Padre João de Assis há tempos que estava desconfiado. Podia dizer que o que sentia era quase certeza. Gaguinho, seu sacristão, estava roubando os cofres da igreja. Coisa pouca, era verdade, mas, com a continuidade deu para notar. Roubava para alimentar seu vício: Gaguinho gostava de fumar bons charutos. O padre inventou que iria viajar na segunda-feira para ver se pegava o sacristão em flagrante. E não deu outra.

Precisando de uns trocados para comprar ingresso no cinema local para assistir a "Paixão de Cristo", Gaguinho foi pego com a mão dentro da urna coletora.

 - O que eu devo fazer com ladrão que rouba a igreja? Devo expulsá-lo e denunciá-lo para a polícia? - perguntou, segurando a mão do sacristão.
 
 Gaguinho não se alterou e procurou manter a calma:

 - Como um santo homem, o senhor deve me perdoar. Eu não sou representante de Deus na terra. Não tenho o dom da santidade, nem a missão, como pastor, de perdoar suas ovelhas. Mas assim mesmo, padre, eu lhe perdoo porque sei que a carne é fraca.

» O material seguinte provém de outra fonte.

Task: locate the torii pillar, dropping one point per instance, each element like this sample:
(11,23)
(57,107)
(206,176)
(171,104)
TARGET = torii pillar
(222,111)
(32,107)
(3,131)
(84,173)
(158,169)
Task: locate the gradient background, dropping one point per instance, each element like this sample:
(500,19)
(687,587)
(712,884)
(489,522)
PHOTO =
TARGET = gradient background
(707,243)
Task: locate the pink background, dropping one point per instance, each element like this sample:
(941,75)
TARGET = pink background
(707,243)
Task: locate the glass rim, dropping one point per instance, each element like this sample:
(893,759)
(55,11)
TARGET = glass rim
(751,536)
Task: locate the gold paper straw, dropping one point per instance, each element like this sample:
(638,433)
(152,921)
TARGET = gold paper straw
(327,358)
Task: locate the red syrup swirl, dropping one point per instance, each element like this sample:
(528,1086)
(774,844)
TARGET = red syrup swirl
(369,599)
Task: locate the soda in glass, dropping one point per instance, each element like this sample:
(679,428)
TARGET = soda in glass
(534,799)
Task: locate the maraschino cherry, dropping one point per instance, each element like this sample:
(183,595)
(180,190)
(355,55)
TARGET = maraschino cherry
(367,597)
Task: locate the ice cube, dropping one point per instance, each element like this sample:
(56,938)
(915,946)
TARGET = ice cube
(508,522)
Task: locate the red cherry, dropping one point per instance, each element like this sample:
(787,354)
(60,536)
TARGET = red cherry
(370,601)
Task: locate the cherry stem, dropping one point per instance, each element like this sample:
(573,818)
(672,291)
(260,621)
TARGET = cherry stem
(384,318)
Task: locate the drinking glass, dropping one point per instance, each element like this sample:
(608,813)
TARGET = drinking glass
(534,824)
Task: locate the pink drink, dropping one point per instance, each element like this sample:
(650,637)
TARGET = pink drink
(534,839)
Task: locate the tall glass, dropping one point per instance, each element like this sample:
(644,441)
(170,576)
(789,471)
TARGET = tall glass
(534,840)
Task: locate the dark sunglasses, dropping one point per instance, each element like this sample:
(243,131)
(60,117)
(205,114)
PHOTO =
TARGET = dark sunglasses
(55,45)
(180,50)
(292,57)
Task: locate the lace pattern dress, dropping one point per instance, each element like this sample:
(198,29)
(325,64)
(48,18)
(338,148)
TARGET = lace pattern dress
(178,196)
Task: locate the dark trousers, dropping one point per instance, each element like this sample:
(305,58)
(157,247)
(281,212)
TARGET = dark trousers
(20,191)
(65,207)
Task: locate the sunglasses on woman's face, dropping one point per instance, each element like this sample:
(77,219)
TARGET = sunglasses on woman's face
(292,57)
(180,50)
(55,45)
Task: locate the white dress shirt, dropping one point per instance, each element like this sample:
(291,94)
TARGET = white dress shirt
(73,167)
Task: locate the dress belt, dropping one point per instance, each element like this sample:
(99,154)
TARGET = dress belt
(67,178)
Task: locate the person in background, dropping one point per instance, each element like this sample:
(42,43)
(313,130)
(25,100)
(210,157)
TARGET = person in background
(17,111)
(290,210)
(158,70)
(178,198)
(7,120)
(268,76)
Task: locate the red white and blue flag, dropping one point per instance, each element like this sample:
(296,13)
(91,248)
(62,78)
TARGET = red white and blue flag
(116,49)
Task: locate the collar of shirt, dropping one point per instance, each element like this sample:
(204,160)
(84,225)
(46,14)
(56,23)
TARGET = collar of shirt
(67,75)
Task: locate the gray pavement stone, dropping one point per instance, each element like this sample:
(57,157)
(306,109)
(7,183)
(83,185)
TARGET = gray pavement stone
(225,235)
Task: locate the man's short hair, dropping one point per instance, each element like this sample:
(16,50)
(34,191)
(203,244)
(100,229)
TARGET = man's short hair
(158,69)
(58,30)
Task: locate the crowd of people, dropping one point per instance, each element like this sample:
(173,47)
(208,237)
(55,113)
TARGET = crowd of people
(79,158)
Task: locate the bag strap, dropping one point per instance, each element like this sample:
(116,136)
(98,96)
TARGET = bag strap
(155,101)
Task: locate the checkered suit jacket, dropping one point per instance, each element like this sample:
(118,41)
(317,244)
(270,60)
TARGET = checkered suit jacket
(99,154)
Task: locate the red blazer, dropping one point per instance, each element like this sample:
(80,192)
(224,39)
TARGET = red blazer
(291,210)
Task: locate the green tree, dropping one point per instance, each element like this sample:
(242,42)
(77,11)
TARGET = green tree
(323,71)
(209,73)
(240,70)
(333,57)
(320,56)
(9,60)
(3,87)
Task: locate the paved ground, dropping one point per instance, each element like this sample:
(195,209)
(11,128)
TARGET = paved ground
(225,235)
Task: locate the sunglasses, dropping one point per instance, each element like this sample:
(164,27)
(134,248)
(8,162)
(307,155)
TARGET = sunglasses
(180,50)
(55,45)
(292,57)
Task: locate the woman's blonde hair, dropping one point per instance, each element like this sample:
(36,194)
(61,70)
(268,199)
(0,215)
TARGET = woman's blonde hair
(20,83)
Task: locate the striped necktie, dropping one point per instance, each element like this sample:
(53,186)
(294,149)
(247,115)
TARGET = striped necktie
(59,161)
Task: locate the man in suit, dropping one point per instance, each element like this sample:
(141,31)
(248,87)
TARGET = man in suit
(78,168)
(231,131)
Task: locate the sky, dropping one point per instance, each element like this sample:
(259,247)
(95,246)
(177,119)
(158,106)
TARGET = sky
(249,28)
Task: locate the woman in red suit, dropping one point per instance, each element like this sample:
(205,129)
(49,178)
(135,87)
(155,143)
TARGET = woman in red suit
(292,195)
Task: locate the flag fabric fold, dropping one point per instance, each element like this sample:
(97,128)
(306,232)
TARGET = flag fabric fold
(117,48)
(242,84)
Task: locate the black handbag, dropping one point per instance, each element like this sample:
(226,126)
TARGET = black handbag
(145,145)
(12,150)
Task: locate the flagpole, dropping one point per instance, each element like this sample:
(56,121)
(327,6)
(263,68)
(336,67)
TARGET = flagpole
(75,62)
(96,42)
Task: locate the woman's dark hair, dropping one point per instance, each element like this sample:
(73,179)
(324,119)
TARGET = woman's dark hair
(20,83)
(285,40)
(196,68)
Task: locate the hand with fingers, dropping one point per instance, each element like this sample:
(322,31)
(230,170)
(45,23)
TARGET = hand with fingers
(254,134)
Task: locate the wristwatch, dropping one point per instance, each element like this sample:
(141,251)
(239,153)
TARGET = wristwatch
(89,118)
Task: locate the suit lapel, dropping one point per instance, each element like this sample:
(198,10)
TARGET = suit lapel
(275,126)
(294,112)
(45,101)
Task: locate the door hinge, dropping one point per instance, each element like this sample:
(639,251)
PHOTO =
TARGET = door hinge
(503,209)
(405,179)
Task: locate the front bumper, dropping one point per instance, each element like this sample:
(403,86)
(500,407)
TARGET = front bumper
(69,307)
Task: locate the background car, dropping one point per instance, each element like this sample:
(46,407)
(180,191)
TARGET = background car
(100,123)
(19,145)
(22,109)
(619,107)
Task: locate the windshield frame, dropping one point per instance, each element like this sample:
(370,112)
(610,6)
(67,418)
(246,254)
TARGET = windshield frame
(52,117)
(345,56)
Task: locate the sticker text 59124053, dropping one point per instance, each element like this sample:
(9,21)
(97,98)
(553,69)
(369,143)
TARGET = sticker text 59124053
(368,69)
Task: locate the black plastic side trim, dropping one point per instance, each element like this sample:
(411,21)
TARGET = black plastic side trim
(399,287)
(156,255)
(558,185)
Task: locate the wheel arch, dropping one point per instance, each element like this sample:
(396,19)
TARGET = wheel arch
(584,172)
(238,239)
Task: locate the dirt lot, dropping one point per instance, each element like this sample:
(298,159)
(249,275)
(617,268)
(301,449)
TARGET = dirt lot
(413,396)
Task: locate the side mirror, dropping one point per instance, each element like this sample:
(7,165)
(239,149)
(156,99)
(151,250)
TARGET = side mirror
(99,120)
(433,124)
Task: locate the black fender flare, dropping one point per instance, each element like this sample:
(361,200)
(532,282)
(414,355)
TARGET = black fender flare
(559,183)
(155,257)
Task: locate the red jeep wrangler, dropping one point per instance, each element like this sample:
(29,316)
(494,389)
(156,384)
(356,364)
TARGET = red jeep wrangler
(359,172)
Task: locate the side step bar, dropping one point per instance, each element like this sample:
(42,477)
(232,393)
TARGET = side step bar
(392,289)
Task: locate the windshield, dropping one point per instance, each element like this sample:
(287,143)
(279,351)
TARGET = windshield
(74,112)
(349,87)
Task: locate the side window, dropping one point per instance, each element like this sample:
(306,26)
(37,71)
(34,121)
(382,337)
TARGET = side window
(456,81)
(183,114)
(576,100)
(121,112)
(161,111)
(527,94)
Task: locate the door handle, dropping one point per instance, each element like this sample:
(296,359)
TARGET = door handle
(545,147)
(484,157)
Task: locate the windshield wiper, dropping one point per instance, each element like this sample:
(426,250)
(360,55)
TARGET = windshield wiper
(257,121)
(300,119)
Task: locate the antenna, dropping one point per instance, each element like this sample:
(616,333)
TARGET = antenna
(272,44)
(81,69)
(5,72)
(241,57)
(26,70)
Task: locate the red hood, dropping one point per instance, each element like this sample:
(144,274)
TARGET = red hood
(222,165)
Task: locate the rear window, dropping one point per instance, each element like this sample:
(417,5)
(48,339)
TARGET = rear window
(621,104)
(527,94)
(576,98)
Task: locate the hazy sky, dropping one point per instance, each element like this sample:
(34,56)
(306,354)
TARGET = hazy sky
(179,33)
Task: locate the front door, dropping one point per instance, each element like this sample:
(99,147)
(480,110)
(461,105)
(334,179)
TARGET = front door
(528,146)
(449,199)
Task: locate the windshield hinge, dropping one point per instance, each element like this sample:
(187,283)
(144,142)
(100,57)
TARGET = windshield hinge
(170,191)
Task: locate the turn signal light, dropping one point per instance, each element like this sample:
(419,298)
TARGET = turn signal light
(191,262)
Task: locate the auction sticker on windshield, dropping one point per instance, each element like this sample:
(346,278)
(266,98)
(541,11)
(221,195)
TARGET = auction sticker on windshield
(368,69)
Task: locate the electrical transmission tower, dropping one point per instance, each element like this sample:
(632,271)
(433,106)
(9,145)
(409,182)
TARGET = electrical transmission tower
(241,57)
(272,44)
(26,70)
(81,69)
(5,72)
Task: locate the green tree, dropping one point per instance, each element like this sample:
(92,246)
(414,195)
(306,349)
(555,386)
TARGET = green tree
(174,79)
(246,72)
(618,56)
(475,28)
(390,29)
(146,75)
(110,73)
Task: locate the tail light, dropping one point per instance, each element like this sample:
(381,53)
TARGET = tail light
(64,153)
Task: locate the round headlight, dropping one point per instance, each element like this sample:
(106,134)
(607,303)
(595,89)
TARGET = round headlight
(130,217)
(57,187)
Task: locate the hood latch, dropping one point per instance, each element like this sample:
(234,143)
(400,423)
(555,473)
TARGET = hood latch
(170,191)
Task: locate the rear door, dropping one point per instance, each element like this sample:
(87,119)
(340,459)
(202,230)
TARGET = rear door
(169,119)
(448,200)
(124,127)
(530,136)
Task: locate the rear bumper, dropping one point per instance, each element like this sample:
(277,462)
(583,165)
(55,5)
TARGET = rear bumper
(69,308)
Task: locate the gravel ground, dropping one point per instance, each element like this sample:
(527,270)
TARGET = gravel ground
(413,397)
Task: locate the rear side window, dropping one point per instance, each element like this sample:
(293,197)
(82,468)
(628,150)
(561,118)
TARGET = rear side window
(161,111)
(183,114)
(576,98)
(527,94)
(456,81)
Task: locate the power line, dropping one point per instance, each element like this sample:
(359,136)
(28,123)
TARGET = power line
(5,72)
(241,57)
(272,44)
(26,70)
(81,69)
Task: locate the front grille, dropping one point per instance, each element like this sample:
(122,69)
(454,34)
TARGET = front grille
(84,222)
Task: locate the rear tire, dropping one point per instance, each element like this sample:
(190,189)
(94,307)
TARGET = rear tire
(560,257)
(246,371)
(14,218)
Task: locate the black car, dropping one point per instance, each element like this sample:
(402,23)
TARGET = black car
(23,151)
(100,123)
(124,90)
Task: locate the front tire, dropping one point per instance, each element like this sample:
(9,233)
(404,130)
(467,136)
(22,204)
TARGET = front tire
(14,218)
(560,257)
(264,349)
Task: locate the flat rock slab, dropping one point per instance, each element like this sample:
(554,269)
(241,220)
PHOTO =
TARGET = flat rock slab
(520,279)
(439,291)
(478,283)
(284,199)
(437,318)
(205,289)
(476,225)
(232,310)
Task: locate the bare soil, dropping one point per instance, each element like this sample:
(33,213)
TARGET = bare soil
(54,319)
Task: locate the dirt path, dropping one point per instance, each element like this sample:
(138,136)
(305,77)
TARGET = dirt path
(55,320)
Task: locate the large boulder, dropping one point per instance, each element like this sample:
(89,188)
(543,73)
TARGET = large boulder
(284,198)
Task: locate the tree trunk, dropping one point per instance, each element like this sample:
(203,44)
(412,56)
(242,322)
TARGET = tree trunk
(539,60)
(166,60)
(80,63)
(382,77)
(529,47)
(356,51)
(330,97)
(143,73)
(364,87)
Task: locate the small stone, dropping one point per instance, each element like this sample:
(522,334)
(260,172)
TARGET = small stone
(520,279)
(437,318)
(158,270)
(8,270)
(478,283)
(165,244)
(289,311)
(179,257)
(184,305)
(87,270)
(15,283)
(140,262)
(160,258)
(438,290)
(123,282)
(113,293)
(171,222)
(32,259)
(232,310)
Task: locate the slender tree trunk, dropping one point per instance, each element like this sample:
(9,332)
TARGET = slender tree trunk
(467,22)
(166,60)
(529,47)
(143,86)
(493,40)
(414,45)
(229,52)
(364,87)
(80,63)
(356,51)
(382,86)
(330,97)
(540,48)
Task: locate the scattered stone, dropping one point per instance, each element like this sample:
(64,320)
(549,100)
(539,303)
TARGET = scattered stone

 Surpreso e sem compreender o que acabara de ouvir, perguntou:

 - Você!? Perdoar-me de quê? De que pecado?
 - De trepar com dona Jurema todas as segundas-feiras na sacristia. E lhe garanto que Vossa Eminência ficará no lucro se me perdoar. De minha parte, deixo de roubar a igreja e nada conto do que acontece por aqui às segundas-feiras...

 
No domingo o sermão do Padre João de Assis teve como tema o perdão.